Kanzlerin Angela Merkel (CDU) hat sich hinter die Bemühungen der Unionsfraktion gestellt, die Affäre um Korruption und Lobbyismus von Bundestagsabgeordneten aufzuklären. Die Kanzlerin stehe ganz hinter der Haltung der Fraktionsführung, „Sachverhalte aufzuklären und wo nötig auch entschieden Konsequenzen zu ziehen”, sagte Regierungssprecher Steffen Seibert am Freitag in Berlin.
Auf die Frage, ob die Vorgänge in der Unionsfraktion das Ansehen und die Handlungsmöglichkeit der Regierung beschädige, ergänzte er: „Die Handlungsfähigkeit der Bundesregierung ist davon nicht betroffen.” Es gehe im Wesentlichen um Vorgänge auf parlamentarischer Ebene, dort würden diese jetzt geklärt. Die Bundesregierung handle in der Pandemie im Interesse der Bürgerinnen und Bürger.

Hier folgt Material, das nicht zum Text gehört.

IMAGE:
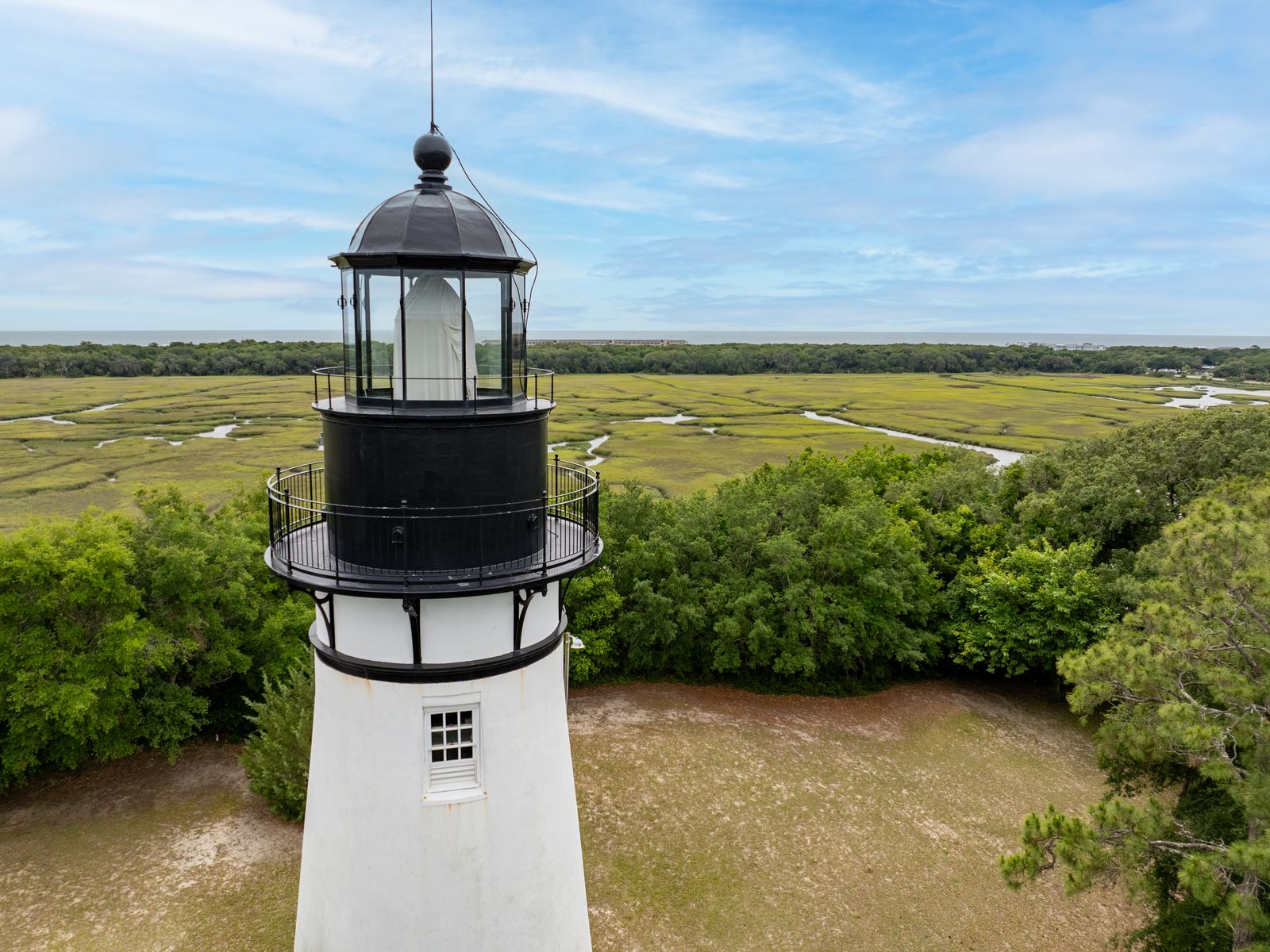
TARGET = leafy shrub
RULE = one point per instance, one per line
(124, 632)
(276, 757)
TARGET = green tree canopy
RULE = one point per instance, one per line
(1185, 685)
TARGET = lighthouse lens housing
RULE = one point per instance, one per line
(433, 336)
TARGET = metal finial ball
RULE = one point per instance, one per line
(432, 152)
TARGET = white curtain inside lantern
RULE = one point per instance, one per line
(432, 336)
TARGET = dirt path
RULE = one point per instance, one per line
(713, 819)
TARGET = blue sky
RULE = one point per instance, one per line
(901, 165)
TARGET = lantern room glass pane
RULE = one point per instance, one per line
(516, 359)
(437, 357)
(347, 311)
(378, 300)
(488, 298)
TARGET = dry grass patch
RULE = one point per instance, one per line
(711, 819)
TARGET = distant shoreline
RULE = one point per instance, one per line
(704, 336)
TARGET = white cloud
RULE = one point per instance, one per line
(264, 217)
(249, 25)
(615, 197)
(19, 236)
(1100, 152)
(18, 127)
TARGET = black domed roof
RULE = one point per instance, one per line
(433, 221)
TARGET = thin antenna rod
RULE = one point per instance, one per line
(432, 71)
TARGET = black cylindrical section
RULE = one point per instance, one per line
(435, 493)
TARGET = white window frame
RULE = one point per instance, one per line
(460, 776)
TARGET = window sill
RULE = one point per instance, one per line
(444, 797)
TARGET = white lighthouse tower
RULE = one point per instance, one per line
(437, 539)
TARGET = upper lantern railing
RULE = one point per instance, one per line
(383, 389)
(311, 537)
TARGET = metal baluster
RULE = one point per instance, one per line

Jeder, der in der Politik an verantwortlicher Stelle arbeite, müsse darauf achten, dass er „unserem System der parlamentarischen Demokratie und seinen ethischen Grundsätzen Genüge tun”.
Nach Korruptions- und Lobbyismus-Vorwürfen haben bislang drei Abgeordnete die Unionsfraktion verlassen, zwei von ihnen legten ihr Mandat nieder. Wegen der Vorgänge um die Abgeordneten Georg Nüßlein (bisher CSU) und Nikolas Löbel (bisher CDU) hatte die Fraktionsspitze die 245 Abgeordneten aufgefordert, bis 18.00 Uhr am heutigen Freitagabend zu erklären, dass sie keine finanziellen Vorteile im Zusammenhang mit der Bekämpfung der Corona-Pandemie erzielt hätten – weder direkt noch über Gesellschaften. Der Thüringer CDU-Politiker Mark Hauptmann hatte Lobbyismus-Vorwürfe im Zusammenhang mit dem autoritär regierten Aserbaidschan am Donnerstag zwar zurückgewiesen, sein Mandat aber dennoch niedergelegt.
Gegen Nüßlein wird wegen des Anfangsverdachts der Bestechlichkeit ermittelt. Löbel hat eingeräumt, dass seine Firma Provisionen von rund 250.000 Euro für das Vermitteln von Kaufverträgen für Corona-Schutzmasken erhalten hatte. Die Staatsanwaltschaft prüft bei ihm, ob ein hinreichender Anfangsverdacht zur Einleitung eines Ermittlungsverfahrens gegeben ist. Beide Politiker haben ihre jeweilige Partei verlassen, Löbel hat sein Mandat niedergelegt. Nüßlein will im Herbst nicht mehr für den Bundestag kandidieren. Die Vorwürfe kommen der Union vor den Landtagswahlen in Baden-Württemberg und Rheinland-Pfalz an diesem Sonntag denkbar ungelegen.